Vanessa Redgrave in Camelot ( 1967 )
During the evening of January 20, 1937, Laurence Olivier was starring in Hamlet alongside her father Michael Redgrave when he announced to the audience at curtain call that, ‘tonight a great actress was born’. Over the course of her already long life Vanessa Redgrave has lived up to that accolade, collecting along the way an Oscar, two Emmys, two Golden Globes and two Cannes Best Actor Awards, not to mention several others.
her father Sir Michael Redgrave as
Barnes Wallis in The Dam Busters
Apart from being a wonderfully talented actress, Vanessa has publicly supported many worthwhile causes, although at the time they were anything but popular with the public at large. She was an early opponent of the Vietnam War when it was still thought of by most of her countrymen as an evil necessity for halting the spread of Communism. Vanessa led a protest march on the US Embassy over the issue. She was arrested at a ‘Ban the Bomb’ demonstration; courageously supported Yasser Arafat’s Palestinian Liberation Organization (PLO), protested the Iraq war and called for the closure of the US base at Guantanamo Bay, Cuba.

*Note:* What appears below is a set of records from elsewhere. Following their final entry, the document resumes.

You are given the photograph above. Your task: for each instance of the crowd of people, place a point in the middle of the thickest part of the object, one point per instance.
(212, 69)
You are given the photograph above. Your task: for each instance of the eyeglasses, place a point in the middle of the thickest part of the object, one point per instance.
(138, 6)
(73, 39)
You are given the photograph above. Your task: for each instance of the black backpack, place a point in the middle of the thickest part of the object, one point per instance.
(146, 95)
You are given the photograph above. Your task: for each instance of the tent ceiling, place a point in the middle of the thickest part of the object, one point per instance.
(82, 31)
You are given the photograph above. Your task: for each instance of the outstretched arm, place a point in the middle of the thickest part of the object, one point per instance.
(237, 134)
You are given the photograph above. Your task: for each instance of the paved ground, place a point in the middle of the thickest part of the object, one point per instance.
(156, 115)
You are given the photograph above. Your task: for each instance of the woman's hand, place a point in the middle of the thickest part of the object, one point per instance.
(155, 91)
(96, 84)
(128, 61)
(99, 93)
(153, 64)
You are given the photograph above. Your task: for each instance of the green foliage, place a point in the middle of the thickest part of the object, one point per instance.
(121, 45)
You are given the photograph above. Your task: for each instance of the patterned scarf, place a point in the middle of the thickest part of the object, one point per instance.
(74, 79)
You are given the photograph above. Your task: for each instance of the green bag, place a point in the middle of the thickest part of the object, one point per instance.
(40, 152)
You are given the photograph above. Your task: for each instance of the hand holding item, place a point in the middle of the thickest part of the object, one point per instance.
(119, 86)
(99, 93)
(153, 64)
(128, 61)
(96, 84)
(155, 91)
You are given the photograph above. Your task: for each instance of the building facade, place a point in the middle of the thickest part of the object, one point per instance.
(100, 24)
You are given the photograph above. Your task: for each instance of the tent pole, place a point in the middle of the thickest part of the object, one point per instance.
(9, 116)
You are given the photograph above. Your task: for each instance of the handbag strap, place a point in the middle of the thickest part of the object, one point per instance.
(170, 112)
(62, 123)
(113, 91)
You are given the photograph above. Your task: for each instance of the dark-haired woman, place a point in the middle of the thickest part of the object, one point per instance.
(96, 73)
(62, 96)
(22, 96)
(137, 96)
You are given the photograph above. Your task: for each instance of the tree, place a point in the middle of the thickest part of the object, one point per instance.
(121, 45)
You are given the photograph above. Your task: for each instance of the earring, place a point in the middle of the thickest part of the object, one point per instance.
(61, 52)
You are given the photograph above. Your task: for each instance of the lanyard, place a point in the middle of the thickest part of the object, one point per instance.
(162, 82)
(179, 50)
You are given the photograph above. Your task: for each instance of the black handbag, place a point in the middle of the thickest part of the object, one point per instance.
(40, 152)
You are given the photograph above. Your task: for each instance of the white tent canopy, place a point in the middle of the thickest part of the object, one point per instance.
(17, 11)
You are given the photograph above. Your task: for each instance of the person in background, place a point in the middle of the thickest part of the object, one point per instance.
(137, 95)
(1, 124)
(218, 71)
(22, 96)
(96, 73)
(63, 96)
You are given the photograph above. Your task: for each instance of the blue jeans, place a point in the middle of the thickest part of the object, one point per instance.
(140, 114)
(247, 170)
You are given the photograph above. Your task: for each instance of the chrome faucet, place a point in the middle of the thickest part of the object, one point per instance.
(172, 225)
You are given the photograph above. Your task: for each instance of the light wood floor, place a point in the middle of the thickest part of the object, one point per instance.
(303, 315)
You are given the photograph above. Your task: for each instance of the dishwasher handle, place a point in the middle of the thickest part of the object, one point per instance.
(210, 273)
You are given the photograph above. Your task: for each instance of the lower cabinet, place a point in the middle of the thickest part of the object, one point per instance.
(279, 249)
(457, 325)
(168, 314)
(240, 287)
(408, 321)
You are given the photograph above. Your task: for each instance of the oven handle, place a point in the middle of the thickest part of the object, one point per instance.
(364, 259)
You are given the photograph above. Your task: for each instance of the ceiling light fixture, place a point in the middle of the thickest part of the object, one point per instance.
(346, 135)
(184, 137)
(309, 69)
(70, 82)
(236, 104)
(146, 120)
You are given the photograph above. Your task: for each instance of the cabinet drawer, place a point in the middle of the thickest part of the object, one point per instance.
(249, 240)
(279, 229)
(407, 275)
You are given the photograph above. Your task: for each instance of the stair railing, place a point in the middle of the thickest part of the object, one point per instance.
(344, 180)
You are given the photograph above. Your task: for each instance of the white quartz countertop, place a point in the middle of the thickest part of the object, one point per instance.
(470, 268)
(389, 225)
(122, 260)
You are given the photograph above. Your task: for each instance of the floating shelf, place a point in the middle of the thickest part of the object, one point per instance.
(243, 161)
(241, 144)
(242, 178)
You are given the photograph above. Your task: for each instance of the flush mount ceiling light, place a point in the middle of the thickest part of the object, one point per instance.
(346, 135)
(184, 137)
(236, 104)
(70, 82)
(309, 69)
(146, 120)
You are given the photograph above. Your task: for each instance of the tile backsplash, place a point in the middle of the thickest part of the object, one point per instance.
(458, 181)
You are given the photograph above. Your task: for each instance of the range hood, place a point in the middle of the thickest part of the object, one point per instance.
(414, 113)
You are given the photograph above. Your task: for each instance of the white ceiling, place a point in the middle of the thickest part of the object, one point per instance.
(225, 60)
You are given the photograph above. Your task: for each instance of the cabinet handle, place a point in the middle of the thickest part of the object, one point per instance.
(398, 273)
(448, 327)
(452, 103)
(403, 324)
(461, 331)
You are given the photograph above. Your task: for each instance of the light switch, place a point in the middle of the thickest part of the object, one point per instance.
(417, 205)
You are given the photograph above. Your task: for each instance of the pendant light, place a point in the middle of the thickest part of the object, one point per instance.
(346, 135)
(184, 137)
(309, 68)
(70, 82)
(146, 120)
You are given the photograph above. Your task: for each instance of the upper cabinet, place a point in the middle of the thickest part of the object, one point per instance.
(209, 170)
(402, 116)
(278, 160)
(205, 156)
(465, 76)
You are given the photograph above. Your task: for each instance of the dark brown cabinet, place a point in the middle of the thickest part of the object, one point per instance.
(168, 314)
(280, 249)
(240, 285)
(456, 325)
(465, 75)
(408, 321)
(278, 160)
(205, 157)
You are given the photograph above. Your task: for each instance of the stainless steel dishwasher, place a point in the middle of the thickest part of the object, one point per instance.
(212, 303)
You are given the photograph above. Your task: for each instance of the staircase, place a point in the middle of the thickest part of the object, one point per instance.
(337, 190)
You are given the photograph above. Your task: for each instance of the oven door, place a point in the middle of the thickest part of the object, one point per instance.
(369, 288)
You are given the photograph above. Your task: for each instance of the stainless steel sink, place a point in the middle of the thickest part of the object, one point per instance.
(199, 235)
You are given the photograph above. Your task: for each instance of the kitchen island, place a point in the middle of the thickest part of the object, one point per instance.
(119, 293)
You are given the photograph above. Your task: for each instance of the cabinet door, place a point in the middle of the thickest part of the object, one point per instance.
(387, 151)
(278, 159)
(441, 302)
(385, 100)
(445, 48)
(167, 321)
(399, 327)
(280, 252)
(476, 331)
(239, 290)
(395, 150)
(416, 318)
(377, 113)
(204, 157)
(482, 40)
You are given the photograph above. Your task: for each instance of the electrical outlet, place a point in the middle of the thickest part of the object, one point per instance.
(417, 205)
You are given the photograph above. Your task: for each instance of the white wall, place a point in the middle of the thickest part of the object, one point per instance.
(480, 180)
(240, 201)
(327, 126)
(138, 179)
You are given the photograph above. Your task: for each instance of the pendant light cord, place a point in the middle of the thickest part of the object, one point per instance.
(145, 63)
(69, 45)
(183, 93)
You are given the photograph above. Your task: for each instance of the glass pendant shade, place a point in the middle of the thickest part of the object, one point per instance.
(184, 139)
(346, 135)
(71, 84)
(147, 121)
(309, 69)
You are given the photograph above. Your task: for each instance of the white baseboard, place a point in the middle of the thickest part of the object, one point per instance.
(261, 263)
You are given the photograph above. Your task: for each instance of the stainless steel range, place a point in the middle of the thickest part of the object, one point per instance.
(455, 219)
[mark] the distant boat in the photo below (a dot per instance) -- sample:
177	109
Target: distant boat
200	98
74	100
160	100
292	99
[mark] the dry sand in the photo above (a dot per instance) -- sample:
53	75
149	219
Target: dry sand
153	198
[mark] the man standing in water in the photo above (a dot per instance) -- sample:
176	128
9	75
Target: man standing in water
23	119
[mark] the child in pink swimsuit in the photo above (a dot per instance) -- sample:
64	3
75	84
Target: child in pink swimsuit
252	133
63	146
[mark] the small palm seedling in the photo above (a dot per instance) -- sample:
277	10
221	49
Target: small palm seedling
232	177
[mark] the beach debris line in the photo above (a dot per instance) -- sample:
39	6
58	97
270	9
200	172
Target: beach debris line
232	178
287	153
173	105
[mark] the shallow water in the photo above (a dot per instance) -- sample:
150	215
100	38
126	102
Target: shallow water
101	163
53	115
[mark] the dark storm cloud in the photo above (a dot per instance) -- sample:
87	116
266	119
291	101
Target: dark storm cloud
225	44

Over the years she has spoken out in favour of gays and lesbians as well as supporting AIDS research. Her movie career began to suffer, however, when her brother Corin introduced her to the Workers Revolutionary Party, a group aimed at destroying capitalism and abolishing the monarchy. She even ran as a parliamentary candidate for the party on two occasions, but without success. In a 1977 documentary titled The Palestinian, she famously danced holding a Kalashnikov rifle which enraged Zionists everywhere. Her disdain for Zion was no secret and Jewish protesters gathered outside the 1977 Academy Awards when she won an Oscar for Julia. Her reference to ‘Zionist hoodlums’ in her acceptance speech was greeted with gasps and catcalls from the audience, scarcely surprising given the powerful Jewish element in the movie industry.
In 1980, to the astonishment of most people, CBS chose her over Barbra Streisand to play Nazi death-camp survivor Fania Fenelon in Playing for Time. Even Fenelon herself was opposed to the choice, yet Vanessa played the role to great critical acclaim, picking up an Emmy in the process. Four years later when the Boston Symphony Orchestra cancelled her contract because of her politics she sued them for $5 million, stating along the way that her Agatha salary had been reduced for the same reason.
Her private life has been far from conventional either. She met Italian star Franco Nero when they made Camelot together in 1967. They fell in love, she was soon pregnant, and they had a son, but did not marry until 2006! A second child to the same father miscarried in 1971. Her two other children, Joely and Natasha Richardson, came from her marriage to director Tony Richardson (Tom Jones 1963). Natasha married Liam Neeson, but tragically died in 2009 in a skiing accident. More tragedy struck the family when Corin and Lynn, Vanessa’s siblings, died within a month of one another. For about fourteen years she maintained a close relationship with former James Bond actor Timothy Dalton, but that ended in 1984.
Vanessa & Franco Nero
The part of her acceptance speech for Julia that upset the Jewish people in her audience was this: ‘…I think that you should be very proud that in the last few weeks you have stood firm and you have refused to be intimidated by the threats of a small bunch of Zionist hoodlums whose behaviour is an insult to the stature of Jews all over the world and to their great and heroic struggle against fascism and oppression. And I pledge to you that I will continue to fight against anti-Semitism and fascism. Thank you.’